How is Carney complex inherited?
It is usually inherited in an autosomal dominant pattern, meaning a child has about a 50 percent chance of inheriting it if one parent is affected. It can also arise from a new gene change in someone with no family history.
Why are heart tumors a concern in Carney complex?
Cardiac myxomas can block blood flow, cause fainting or breathlessness, and lead to stroke-like symptoms if pieces break off. They can also recur, so regular heart imaging and prompt surgery when needed are key parts of care.

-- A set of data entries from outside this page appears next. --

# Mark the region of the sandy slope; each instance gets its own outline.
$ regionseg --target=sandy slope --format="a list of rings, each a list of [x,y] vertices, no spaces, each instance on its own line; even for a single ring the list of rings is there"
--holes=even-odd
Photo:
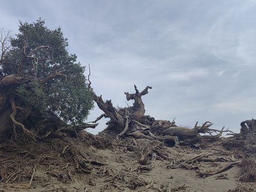
[[[108,146],[103,147],[95,143],[90,144],[89,146],[84,141],[78,142],[72,139],[65,141],[53,140],[52,142],[44,142],[37,143],[36,147],[32,145],[28,145],[27,151],[30,153],[27,155],[25,155],[26,152],[24,152],[25,153],[17,153],[15,150],[12,152],[7,150],[7,148],[1,150],[0,168],[2,177],[3,174],[5,174],[6,178],[11,177],[12,179],[15,177],[15,175],[12,176],[13,174],[4,173],[4,170],[21,170],[27,174],[17,177],[13,182],[10,182],[10,179],[8,182],[0,183],[0,191],[214,192],[228,191],[229,189],[235,189],[240,184],[237,181],[239,168],[237,166],[221,174],[203,177],[199,176],[195,170],[171,167],[202,154],[209,155],[209,157],[222,157],[228,160],[225,162],[195,161],[192,164],[193,166],[197,166],[201,173],[214,173],[228,165],[231,161],[239,161],[243,158],[243,154],[239,151],[224,150],[220,141],[201,143],[199,149],[187,146],[167,147],[161,145],[159,147],[162,150],[160,152],[163,153],[163,156],[158,155],[155,165],[151,170],[141,172],[136,170],[139,165],[140,152],[129,150],[129,147],[134,144],[132,139],[113,141],[112,144],[108,144]],[[79,145],[80,148],[78,151],[82,152],[85,154],[84,157],[87,156],[90,161],[94,161],[94,163],[91,164],[88,163],[88,166],[91,168],[91,173],[84,173],[79,169],[77,171],[75,161],[73,161],[68,151],[69,148],[61,154],[67,144],[65,142],[68,144],[72,143],[74,147]],[[144,145],[145,147],[150,147],[146,145],[151,144],[144,140],[137,140],[136,143],[139,146]],[[15,158],[15,161],[10,161],[15,155],[18,157]],[[39,163],[35,169],[31,185],[28,187],[28,183],[31,181],[33,173],[33,168],[35,167],[32,166],[34,164],[33,162],[41,159],[39,158],[42,157],[50,158],[37,161]],[[150,163],[150,155],[148,158],[147,163]],[[104,165],[96,164],[96,161],[103,163]],[[20,164],[23,165],[19,168],[19,162],[22,162]],[[25,170],[27,170],[27,172]],[[18,173],[16,175],[19,174]],[[226,174],[225,175],[228,179],[216,180],[215,177],[221,174]],[[241,187],[241,191],[253,191],[253,189],[256,188],[255,183],[243,185],[247,189]],[[239,187],[240,187],[239,186]],[[238,190],[233,191],[239,191]]]

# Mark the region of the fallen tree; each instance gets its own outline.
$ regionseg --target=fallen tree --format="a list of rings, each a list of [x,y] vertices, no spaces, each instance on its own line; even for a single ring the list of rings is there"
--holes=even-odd
[[[89,88],[91,88],[91,82]],[[145,116],[145,106],[142,102],[142,96],[148,94],[148,90],[152,89],[152,87],[147,86],[141,92],[138,90],[136,85],[134,85],[134,88],[135,93],[124,92],[127,101],[134,100],[132,106],[125,108],[116,108],[113,106],[111,100],[104,101],[101,95],[98,96],[94,93],[94,101],[104,113],[93,122],[95,123],[103,117],[110,118],[106,123],[108,127],[103,131],[104,134],[110,131],[116,135],[117,139],[126,135],[158,140],[173,145],[179,142],[178,140],[193,138],[215,139],[221,137],[223,132],[233,133],[228,129],[224,130],[225,127],[221,130],[210,129],[210,126],[213,123],[209,121],[205,122],[201,126],[198,125],[198,122],[197,122],[193,129],[189,129],[177,126],[175,124],[175,119],[172,122],[156,120],[154,117]]]

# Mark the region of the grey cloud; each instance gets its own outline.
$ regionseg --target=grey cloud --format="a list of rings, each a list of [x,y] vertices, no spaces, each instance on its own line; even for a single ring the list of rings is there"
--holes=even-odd
[[[0,27],[39,17],[60,26],[69,51],[90,63],[95,92],[124,106],[124,91],[152,86],[146,113],[193,126],[210,120],[238,131],[255,117],[253,1],[3,1]],[[88,71],[86,72],[88,73]],[[130,104],[131,102],[129,102]],[[95,108],[89,120],[101,112]],[[96,133],[105,127],[101,121]]]

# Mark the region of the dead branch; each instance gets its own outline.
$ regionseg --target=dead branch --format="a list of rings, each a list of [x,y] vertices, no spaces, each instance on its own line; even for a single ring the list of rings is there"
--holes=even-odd
[[[117,135],[116,138],[117,139],[119,138],[120,138],[121,136],[122,136],[123,134],[124,134],[128,130],[129,122],[130,121],[129,115],[129,112],[128,111],[126,110],[125,111],[125,115],[124,116],[124,119],[125,119],[125,126],[124,127],[124,129],[122,131],[122,132],[121,132],[120,133],[119,133],[118,135]]]
[[[106,114],[103,113],[103,114],[100,115],[100,116],[98,117],[94,121],[90,121],[90,122],[95,123],[97,122],[97,121],[100,120],[100,119],[101,119],[103,117],[104,118],[108,118],[108,116],[106,115]]]

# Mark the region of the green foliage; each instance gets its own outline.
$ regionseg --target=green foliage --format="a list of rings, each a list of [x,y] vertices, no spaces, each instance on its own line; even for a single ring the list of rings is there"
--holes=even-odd
[[[93,107],[93,94],[83,75],[84,67],[76,62],[75,54],[67,51],[68,39],[60,28],[50,30],[41,19],[19,24],[19,33],[11,39],[12,49],[6,54],[8,61],[0,69],[2,76],[17,74],[23,59],[24,75],[33,77],[34,80],[17,88],[18,104],[32,108],[42,119],[54,115],[67,123],[82,123]],[[48,48],[37,49],[42,46]],[[24,60],[24,55],[35,49]],[[63,75],[44,83],[40,81],[56,71]]]

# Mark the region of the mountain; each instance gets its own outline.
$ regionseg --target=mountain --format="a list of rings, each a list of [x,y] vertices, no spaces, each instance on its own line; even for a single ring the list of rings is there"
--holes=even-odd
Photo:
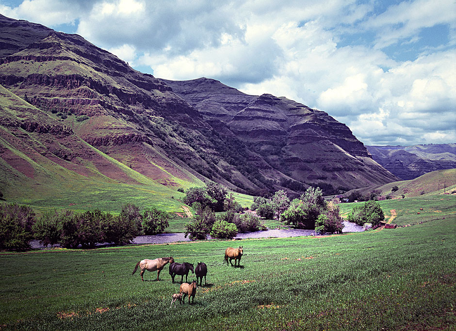
[[[284,97],[158,79],[80,36],[1,15],[0,45],[6,196],[45,204],[40,188],[71,196],[90,181],[139,196],[151,185],[175,206],[178,188],[209,180],[297,195],[316,183],[337,191],[397,180],[344,124]]]
[[[456,144],[366,147],[375,161],[403,180],[456,168]]]

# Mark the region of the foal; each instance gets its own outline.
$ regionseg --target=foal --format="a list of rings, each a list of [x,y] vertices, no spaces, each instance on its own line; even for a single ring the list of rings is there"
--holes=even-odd
[[[173,299],[171,300],[171,305],[169,306],[169,308],[171,308],[173,306],[173,303],[174,304],[174,306],[176,307],[176,301],[178,300],[179,301],[179,303],[180,304],[182,304],[182,293],[175,293],[173,294]]]

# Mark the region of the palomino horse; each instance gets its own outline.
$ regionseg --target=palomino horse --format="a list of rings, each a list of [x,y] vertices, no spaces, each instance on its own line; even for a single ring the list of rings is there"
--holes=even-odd
[[[238,261],[238,267],[239,267],[241,263],[241,258],[242,257],[243,246],[240,246],[239,248],[232,248],[228,247],[225,251],[225,260],[227,261],[227,265],[228,265],[228,259],[229,259],[229,263],[233,265],[231,260],[234,259],[234,266],[236,267],[236,261]]]
[[[173,283],[174,283],[174,277],[176,275],[180,277],[180,283],[184,281],[184,275],[185,275],[185,281],[188,277],[188,272],[192,271],[193,273],[193,265],[188,262],[183,263],[171,263],[169,265],[169,274],[173,278]]]
[[[204,285],[206,285],[206,275],[208,274],[208,266],[204,262],[198,262],[196,268],[195,269],[195,274],[196,275],[196,284],[198,279],[200,279],[199,286],[203,285],[203,277],[204,277]]]
[[[139,266],[139,268],[141,269],[141,279],[142,281],[144,281],[143,275],[144,274],[144,271],[146,270],[148,270],[149,271],[154,271],[156,270],[158,271],[158,272],[157,273],[157,280],[158,280],[158,276],[160,274],[160,271],[162,271],[163,267],[164,267],[164,265],[168,262],[170,263],[174,263],[174,259],[173,258],[172,256],[169,256],[169,257],[160,257],[156,258],[154,260],[149,260],[148,258],[146,258],[136,263],[136,266],[134,267],[134,270],[133,271],[133,273],[131,274],[134,274],[134,273],[136,272],[136,270],[138,269],[138,266]]]
[[[196,284],[196,281],[193,281],[190,284],[184,283],[180,284],[180,287],[179,287],[179,292],[182,293],[182,300],[185,303],[185,296],[188,296],[188,303],[190,303],[190,296],[192,297],[192,304],[195,302],[195,295],[196,294],[196,288],[198,287],[198,284]]]

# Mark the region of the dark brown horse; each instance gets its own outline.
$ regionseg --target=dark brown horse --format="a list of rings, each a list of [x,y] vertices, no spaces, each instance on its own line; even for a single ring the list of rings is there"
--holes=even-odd
[[[240,246],[239,248],[232,248],[228,247],[225,251],[225,260],[227,261],[227,265],[228,265],[228,259],[229,259],[229,263],[231,266],[233,263],[231,260],[234,259],[234,266],[236,267],[236,261],[238,261],[238,267],[240,266],[241,263],[241,258],[242,257],[243,246]]]
[[[173,258],[172,256],[169,256],[169,257],[160,257],[154,260],[149,260],[148,258],[146,258],[136,263],[136,266],[134,267],[134,270],[133,271],[133,273],[131,274],[134,274],[139,266],[141,269],[141,279],[142,281],[144,281],[143,275],[144,274],[144,271],[146,270],[148,270],[149,271],[157,271],[157,280],[158,280],[158,276],[160,274],[160,271],[162,271],[162,270],[163,269],[163,267],[164,267],[165,265],[168,262],[170,263],[174,263],[174,259]]]
[[[195,274],[196,275],[196,283],[198,279],[200,279],[199,286],[203,285],[203,277],[204,277],[204,285],[206,285],[206,275],[208,274],[208,266],[204,262],[198,262],[196,267],[195,269]]]
[[[176,275],[179,275],[180,277],[180,283],[183,282],[184,275],[185,275],[185,281],[188,277],[189,271],[191,271],[192,273],[194,273],[193,265],[188,262],[184,262],[183,263],[171,263],[169,265],[169,274],[173,278],[173,283],[174,283],[174,277]]]
[[[185,303],[185,296],[188,296],[188,303],[190,303],[190,297],[192,297],[192,304],[195,302],[195,296],[196,294],[196,288],[198,287],[198,284],[196,284],[196,281],[193,281],[190,284],[184,283],[180,284],[180,287],[179,287],[179,292],[182,293],[182,300]]]

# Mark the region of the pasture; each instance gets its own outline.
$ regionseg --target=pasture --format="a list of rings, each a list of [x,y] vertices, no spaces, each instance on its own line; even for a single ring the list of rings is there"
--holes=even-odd
[[[227,267],[240,244],[241,267]],[[455,330],[455,252],[453,214],[323,238],[2,253],[0,330]],[[170,256],[208,266],[194,305],[170,308],[179,284],[168,266],[159,281],[131,275]]]

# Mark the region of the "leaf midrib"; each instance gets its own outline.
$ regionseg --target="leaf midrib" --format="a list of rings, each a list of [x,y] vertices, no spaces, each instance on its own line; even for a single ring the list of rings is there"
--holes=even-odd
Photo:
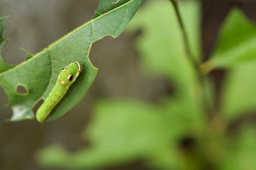
[[[69,32],[69,33],[68,33],[66,35],[64,35],[64,36],[62,36],[62,37],[61,37],[60,39],[58,39],[58,40],[57,40],[57,41],[54,41],[54,42],[52,43],[51,44],[50,44],[50,45],[49,45],[49,46],[48,46],[47,47],[45,48],[43,50],[41,50],[41,52],[40,52],[37,53],[37,54],[36,54],[35,56],[33,56],[33,57],[31,58],[30,59],[29,59],[29,60],[27,60],[27,61],[23,61],[23,62],[20,63],[20,64],[19,64],[18,65],[17,65],[16,66],[15,66],[15,67],[12,67],[12,68],[10,69],[9,69],[9,70],[6,70],[6,71],[3,71],[3,72],[1,73],[0,73],[0,76],[2,76],[2,75],[4,75],[4,74],[6,74],[7,73],[8,73],[8,72],[9,72],[9,71],[12,71],[12,70],[14,70],[14,69],[16,69],[16,68],[18,68],[18,67],[19,67],[22,66],[23,65],[25,64],[27,62],[29,61],[30,60],[33,60],[33,58],[35,58],[37,57],[38,57],[38,56],[39,56],[41,53],[44,52],[46,51],[47,50],[49,50],[52,46],[53,46],[53,45],[54,45],[56,44],[58,44],[59,42],[61,41],[63,39],[65,39],[66,37],[68,37],[68,36],[69,36],[70,35],[71,35],[72,33],[73,33],[75,32],[75,31],[79,30],[79,29],[81,29],[82,27],[84,27],[84,26],[86,26],[86,25],[87,25],[87,24],[90,24],[90,23],[93,23],[94,21],[96,20],[97,19],[100,19],[100,18],[101,18],[102,17],[103,17],[104,16],[105,16],[105,15],[107,15],[107,14],[110,14],[110,13],[111,13],[111,12],[113,12],[113,11],[115,11],[115,10],[118,10],[119,8],[120,8],[123,7],[123,6],[125,6],[125,5],[127,5],[128,4],[129,4],[129,3],[130,3],[132,2],[133,2],[133,1],[136,1],[136,0],[131,0],[131,1],[128,1],[128,2],[127,2],[125,3],[124,3],[124,4],[121,5],[120,5],[120,6],[118,6],[118,7],[116,7],[116,8],[114,8],[114,9],[112,9],[112,10],[110,10],[110,11],[108,11],[108,12],[107,12],[104,13],[103,14],[102,14],[101,15],[98,16],[98,17],[96,18],[94,18],[94,19],[91,19],[91,20],[89,20],[89,22],[86,22],[86,23],[83,23],[83,24],[81,25],[81,26],[79,26],[78,27],[77,27],[77,28],[74,29],[73,30],[72,30],[72,31],[71,31],[70,32]],[[89,52],[88,53],[89,53]],[[88,56],[88,57],[89,57],[89,56]],[[88,57],[88,58],[89,58],[89,57]]]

Can Carney complex be cured?
There is no cure, but its complications can be managed. Regular surveillance, surgery to remove problematic tumors, and treatment of hormone problems help people stay healthy and catch issues early.
Should my family be tested if I have Carney complex?
Yes, genetic counseling and testing can identify relatives who carry the gene change. Those who test positive can begin regular monitoring to catch heart tumors and hormone problems early.
References
- National Organization for Rare Disorders (NORD). Carney Complex.
- National Institutes of Health, Genetic and Rare Diseases Information Center (GARD). Carney complex.
- MedlinePlus, U.S. National Library of Medicine. Carney complex.
- Mayo Clinic. Heart tumors (myxoma).